54428Suffragette (2015).

D: Sarah Gavron. DP: Eduard Grau. W: Abi Morgan. Starring: Carey Mulligan/Helena Bonham-Carter/Anne-Marie Duff/Meryl Streep/Ben Wishaw/Brendan Gleeson/Romola Garai/Natalie Press/Adam Michael Dodd.

As award season looms the first of many strong contenders hits theaters. Suffragette bowed at the London Film Festival and enticed domestic violence protesters to lay down on the red carpet and call for greater funding. The cast donning shirts with ‘I’d rather be a rebel, than a slave’ caused outrage back in the US. But here in the UK, as the quote is part of Emmeline Pankhurst famous speech to the British suffragettes, the promotion went unfazed. Perhaps context these days is even more important than ever.

Suffragette follows Maud Watts (Carey Mulligan) whose dingy East London life in a launderette has little solace but parenting her young son George. Maud is so down she doesn’t even get an ‘e’ in her name, deprived from her very birth. As her fellow laundress Violet (Anne-Marie Duff) recruits her to join the movement Maud’s home and work lives are threatened as she takes on the cause of women’s right to vote and equal pay. She eventually joins action master Edith (Helena Bonham-Carter) who takes Pankhurst’s (played in one sequence by Meryl Streep) call to rebellion seriously.

Screenwriter Abi Morgan, who wrote the fabulous BBC series, The Hour, along with The Iron Lady and Shame, keeps a tight pace in her work.
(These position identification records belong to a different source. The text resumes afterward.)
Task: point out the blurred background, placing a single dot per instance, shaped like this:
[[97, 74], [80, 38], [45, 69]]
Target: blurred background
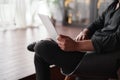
[[24, 13]]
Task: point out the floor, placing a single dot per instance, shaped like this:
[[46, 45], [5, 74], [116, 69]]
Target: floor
[[15, 61]]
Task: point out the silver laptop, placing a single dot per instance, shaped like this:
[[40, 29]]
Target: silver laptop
[[49, 26]]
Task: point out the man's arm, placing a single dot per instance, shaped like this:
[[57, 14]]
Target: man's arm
[[84, 45]]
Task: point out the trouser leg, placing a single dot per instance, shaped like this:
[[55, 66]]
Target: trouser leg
[[48, 53]]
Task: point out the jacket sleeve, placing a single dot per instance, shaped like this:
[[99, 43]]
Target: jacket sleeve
[[107, 43]]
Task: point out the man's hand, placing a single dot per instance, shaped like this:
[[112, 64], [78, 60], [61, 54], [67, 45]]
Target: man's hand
[[82, 35], [66, 43]]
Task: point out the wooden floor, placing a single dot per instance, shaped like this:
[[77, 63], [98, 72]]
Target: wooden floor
[[15, 61]]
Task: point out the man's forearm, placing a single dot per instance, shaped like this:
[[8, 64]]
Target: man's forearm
[[85, 45]]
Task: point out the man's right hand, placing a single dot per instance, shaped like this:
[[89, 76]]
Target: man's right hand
[[82, 35]]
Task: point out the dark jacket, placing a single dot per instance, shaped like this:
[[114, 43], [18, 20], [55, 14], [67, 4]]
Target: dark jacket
[[106, 30]]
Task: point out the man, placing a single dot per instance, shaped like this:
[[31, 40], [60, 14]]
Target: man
[[101, 37]]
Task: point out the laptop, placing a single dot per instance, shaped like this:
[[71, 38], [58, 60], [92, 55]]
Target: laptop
[[49, 26]]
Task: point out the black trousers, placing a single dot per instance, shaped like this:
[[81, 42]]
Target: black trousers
[[48, 53]]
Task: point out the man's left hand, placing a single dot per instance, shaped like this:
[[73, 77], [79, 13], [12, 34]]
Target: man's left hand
[[66, 43]]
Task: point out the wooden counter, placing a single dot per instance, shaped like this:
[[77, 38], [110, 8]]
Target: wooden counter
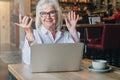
[[21, 72]]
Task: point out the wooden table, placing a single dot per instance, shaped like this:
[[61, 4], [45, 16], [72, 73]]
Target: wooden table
[[21, 72]]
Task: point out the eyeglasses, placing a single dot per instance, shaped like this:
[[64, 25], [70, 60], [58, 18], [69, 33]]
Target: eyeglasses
[[45, 14]]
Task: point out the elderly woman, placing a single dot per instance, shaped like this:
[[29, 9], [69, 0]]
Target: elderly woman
[[48, 23]]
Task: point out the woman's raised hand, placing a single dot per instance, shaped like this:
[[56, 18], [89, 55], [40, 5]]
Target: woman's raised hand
[[71, 23], [71, 20], [25, 22]]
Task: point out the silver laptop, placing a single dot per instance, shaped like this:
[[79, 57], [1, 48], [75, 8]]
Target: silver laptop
[[56, 57]]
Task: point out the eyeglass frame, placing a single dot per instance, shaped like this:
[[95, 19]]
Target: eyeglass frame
[[51, 13]]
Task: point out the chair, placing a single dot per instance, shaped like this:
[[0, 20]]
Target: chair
[[109, 44]]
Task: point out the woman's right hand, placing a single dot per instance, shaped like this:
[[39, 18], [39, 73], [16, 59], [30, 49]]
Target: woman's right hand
[[25, 22]]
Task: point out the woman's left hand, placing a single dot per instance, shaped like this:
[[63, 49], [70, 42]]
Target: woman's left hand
[[71, 21]]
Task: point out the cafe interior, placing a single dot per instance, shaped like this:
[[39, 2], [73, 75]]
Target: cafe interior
[[99, 32]]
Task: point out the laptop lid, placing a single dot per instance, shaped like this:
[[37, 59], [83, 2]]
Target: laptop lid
[[56, 57]]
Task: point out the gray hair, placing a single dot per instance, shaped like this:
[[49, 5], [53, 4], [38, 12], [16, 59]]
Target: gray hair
[[41, 3]]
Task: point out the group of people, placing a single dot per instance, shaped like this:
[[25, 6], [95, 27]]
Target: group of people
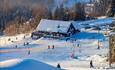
[[91, 65], [51, 47]]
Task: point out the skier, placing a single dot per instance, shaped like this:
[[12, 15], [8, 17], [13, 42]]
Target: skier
[[29, 52], [58, 66], [91, 64], [48, 47], [24, 44], [27, 43], [16, 46], [78, 45], [53, 47]]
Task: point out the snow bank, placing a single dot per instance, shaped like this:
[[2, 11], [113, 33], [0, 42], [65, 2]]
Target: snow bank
[[25, 64]]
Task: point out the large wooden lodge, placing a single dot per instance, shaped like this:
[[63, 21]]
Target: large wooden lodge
[[55, 29]]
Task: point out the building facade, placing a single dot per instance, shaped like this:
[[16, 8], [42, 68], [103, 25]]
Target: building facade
[[112, 48]]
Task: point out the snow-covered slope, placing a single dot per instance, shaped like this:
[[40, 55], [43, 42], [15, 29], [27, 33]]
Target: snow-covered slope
[[25, 64]]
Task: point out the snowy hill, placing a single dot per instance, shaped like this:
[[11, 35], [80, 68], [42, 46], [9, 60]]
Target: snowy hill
[[25, 64]]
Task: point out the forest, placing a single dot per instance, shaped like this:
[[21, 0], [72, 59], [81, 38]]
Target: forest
[[22, 16]]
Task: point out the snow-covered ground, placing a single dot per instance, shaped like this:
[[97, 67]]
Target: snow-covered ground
[[62, 53]]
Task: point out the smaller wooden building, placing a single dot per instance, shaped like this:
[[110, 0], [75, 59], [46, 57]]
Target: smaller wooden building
[[54, 28], [112, 48]]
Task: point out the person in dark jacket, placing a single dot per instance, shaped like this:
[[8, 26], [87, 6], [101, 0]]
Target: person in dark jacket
[[91, 64], [53, 47], [48, 47], [58, 66]]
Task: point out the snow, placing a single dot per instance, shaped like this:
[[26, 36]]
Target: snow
[[12, 57], [97, 22], [52, 25], [25, 64]]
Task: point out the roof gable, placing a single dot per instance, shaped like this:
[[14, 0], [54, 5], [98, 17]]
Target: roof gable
[[53, 26]]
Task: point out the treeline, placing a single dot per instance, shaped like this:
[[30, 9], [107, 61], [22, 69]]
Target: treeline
[[24, 18]]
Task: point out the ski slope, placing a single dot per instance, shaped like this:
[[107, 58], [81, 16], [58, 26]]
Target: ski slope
[[62, 53]]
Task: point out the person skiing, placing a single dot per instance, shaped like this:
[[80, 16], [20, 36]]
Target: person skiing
[[29, 52], [48, 47], [58, 66], [53, 47], [91, 64]]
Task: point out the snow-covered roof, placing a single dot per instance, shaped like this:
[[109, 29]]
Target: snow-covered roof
[[53, 26], [76, 24]]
The film clips along not leaving time to over sentimentalize too much. Domestic violence and work injuries are part of the landscape here, Maud’s upper arms covered with burns never explained or referenced to. This subtle hand from director Sarah Gavron helps Mulligan carry the film with tenderness and restraint. Mulligan’s Maud is fragile, but her clear eyes let the practicality of her world shine through. A nice turn especially when help up to last years Far From the Madding Crowd.

Mulligan is surrounded by the best with Streep swooping in much like Judi Dench did in Shakespeare in Love. Bonham-Carter provides the group determination that helps balance a nice performance by Duff as beaten and baby tired Violet. Natalie Press is no newcomer, but her part here is pivotal. You should see Andrea Arnold’s Oscar winning short Wasp to see what she’s capable of. The men are few here, but Ben Wishaw and Brendan Gleeson provide a cadence of reactions needed against Maud’s cause.

Suffragette is in the middle of a current heated debate about the white washing of feminism in cinema. The lack of any non-white representation in the film is clearly apparent, but yet can every film represent everything or everyone? I am not defending the film’s choices, but nevertheless Suffragette ultimately takes on Maud’s story as someone so close to Emily Wilding Davidson. Surely there were class and racial distinctions within the suffragette movement, but what is to be celebrated is the message. In this scenario I do not think there is a right choice that would appease everyone. Nonetheless the discussion is a fruitful one, no one was talking about this ten years ago. Let’s hope the film’s success is a call to arms.